Nel maggio del 1882 Gabriele D’Annunzio arrivò a Villacidro, affascinato da storia e leggende, tra le sue esplorazioni, vide la cascata di Sa Spendula e ne rimase affascinato tanto da dedicarle una poesia. Il 2 giugno si ripercorrono gli stessi passi – e quella cascata è ancora lì. È questa la scommessa del Club di Jane Austen Sardegna: restituire al paesaggio la voce di chi lo ha attraversato e amato, trasformando la letteratura in un’esperienza che si sente sotto i piedi. Con “Passeggiando con Gabriele D’Annunzio”, un itinerario di circa 2,5 km e tre ore di durata, Villacidro torna a essere quella che D’Annunzio chiamò ‘l’isola della magia’.
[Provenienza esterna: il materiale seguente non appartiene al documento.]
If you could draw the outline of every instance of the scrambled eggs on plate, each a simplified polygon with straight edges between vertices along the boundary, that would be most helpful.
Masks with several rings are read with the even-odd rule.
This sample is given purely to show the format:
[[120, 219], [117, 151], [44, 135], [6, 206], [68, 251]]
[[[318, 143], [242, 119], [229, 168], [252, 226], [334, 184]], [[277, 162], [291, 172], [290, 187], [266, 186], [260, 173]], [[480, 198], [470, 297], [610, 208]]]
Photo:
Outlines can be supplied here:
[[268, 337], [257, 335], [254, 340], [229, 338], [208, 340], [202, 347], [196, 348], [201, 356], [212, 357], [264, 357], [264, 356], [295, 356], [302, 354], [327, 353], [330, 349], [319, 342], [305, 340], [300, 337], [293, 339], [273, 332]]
Il percorso, inserito nella iniziativa Viviverde: speciale rosso del Comune di Villacidro, prende il via dal Lavatoio Pubblico e attraversa il centro storico fino alla cascata di Sa Spendula: gli stessi luoghi che il poeta visitò in compagnia degli scrittori Edoardo Scarfoglio e Cesare Pascarella, ospiti del professor Todde. Lungo il cammino, un gruppo di rievocatori e una voce narrante danno corpo a figure storiche e leggendarie, alternando narrazione, letture poetiche e momenti teatrali. Emergono i miti della “bidda de is cogas” – il paese delle streghe – e le suggestioni che ispirarono al Vate uno dei suoi sonetti più celebri. A chiudere, una degustazione in collaborazione con Murgia Liquori. La visita guidata è affidata alla dott.ssa Roberta Carboni, guida turistica iscritta all’albo.

«Non volevamo fare una lezione di letteraturadice la direttrice artistica Giuditta Sireus -. Volevamo fare qualcosa che si ricorda. D’Annunzio non è solo un nome sui libri di scuola: è un uomo che camminò questi stessi vicoli, rimase senza parole davanti a quella cascata e poi le parole le trovò e le scrisse. Riportare le persone in quei luoghi, con lui come guida, è il modo più onesto e allo stesso tempo sorprendente e coionvolgente che conosciamo di fare cultura.»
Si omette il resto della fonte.